Justice security expert shows how easy it can be to defeat wireless security

By William Jackson, GCN Staff

Justice Department information technology security specialist Mischel Kwon gave a sobering assessment last week of some of the security risks in today’s environment of ubiquitous, promiscuous unwired communications.

“The days of no-wireless policies are gone,” Kwon said at the CIO Council’s quarterly IT forum in Washington. Wireless local-area networks are a fact, she said. Workers create ad hoc personal networks with Bluetooth devices, and radio frequency identification is mandated for passports and government IDs. And “with more use comes more hacking.”

Vulnerabilities in the 802.11 family of Wi-Fi standards are well-known: Rogue access points can make control difficult, signals are easy to detect, the Wired Equivalent Privacy standard is easy to crack and Wi-Fi Protected Access is vulnerable, if not equally easy to crack. But many users are less aware of the security holes that can be opened by Bluetooth-enabled devices ranging in size from handheld BlackBerrys to wireless-equipped cars.

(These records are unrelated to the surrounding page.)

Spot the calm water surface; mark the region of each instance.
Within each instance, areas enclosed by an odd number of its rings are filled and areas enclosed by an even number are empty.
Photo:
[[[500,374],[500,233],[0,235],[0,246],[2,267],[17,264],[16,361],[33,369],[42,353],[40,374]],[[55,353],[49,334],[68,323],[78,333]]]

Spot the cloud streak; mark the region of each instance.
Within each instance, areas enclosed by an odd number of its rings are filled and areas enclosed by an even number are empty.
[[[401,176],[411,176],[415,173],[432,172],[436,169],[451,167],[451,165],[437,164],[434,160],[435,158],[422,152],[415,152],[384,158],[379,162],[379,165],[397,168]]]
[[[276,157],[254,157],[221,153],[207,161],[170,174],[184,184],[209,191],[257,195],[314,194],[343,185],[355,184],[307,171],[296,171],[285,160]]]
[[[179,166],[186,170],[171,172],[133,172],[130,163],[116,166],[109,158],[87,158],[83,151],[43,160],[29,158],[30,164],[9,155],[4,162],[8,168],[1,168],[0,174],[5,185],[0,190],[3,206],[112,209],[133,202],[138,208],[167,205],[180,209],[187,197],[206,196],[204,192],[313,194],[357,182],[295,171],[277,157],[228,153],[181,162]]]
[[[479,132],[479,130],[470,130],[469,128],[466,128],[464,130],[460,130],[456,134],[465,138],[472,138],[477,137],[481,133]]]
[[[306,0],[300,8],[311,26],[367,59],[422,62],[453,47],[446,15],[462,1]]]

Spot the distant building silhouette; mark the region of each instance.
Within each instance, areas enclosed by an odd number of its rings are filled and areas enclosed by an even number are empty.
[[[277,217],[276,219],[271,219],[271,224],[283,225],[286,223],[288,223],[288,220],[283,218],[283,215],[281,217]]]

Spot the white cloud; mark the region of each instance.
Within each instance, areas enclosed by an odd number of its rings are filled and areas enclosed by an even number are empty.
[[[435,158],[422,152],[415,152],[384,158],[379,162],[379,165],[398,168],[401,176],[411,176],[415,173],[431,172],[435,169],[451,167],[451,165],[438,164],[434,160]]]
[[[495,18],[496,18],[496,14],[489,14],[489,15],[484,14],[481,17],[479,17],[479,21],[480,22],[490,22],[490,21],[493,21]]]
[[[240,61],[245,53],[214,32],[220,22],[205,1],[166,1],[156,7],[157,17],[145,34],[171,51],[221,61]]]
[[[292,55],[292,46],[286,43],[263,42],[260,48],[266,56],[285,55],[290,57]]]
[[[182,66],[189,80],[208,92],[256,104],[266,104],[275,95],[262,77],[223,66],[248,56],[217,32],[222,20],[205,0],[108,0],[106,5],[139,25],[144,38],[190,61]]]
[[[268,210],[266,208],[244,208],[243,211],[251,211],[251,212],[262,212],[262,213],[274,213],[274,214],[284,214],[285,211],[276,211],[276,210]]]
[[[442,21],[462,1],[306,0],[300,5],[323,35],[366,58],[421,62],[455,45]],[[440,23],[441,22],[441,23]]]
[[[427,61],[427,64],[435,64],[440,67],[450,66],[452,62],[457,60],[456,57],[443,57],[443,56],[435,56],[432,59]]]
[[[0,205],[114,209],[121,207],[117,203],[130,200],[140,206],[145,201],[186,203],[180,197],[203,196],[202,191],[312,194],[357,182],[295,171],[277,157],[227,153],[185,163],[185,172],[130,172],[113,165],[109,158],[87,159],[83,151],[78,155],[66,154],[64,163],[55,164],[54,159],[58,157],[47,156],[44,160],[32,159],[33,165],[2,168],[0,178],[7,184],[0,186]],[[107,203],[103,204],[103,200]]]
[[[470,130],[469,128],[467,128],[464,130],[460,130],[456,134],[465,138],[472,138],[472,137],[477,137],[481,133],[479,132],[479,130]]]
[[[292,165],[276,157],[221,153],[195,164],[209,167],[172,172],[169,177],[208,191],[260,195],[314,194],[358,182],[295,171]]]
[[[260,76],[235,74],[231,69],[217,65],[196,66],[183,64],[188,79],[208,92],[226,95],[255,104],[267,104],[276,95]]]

“Why would you connect to a Bluetooth headset?” Kwon asked. “There’s no reason for it.”

And assurances from the State Department aside, she is no fan of the RFID chips in new passports. Physical and software protections incorporated into the documents are not adequate, she said. “If you have an e-passport, protect it” with additional shielding, she said. “If that is stolen, you are stolen.”

Kwon’s lectures, complete with hands-on demonstrations, have become popular with government audiences. She is enthusiastic about the give-and-take battle of wireless attack and defense, and she has something of an antenna fetish — although bigger is not always better in antennas, she said. Rob Del Gaizo, a computer science student at George Washington University, assisted with demonstrations of hacking techniques.

Cracking the WEP encryption scheme took only a few minutes after capturing relatively few packets. Breaking the Advanced Encryption Standard encryption used in WPA/2 is much more difficult, so Del Gaizo attacked the passphrase exchange during the connection process instead.

“All I need is a four-way handshake, and then I can walk away” to run a dictionary attack against it, he said.

“All of these can be subverted in some way,” Kwon said. But even with weaknesses, some security is better than none because it can discourage the casual hacker.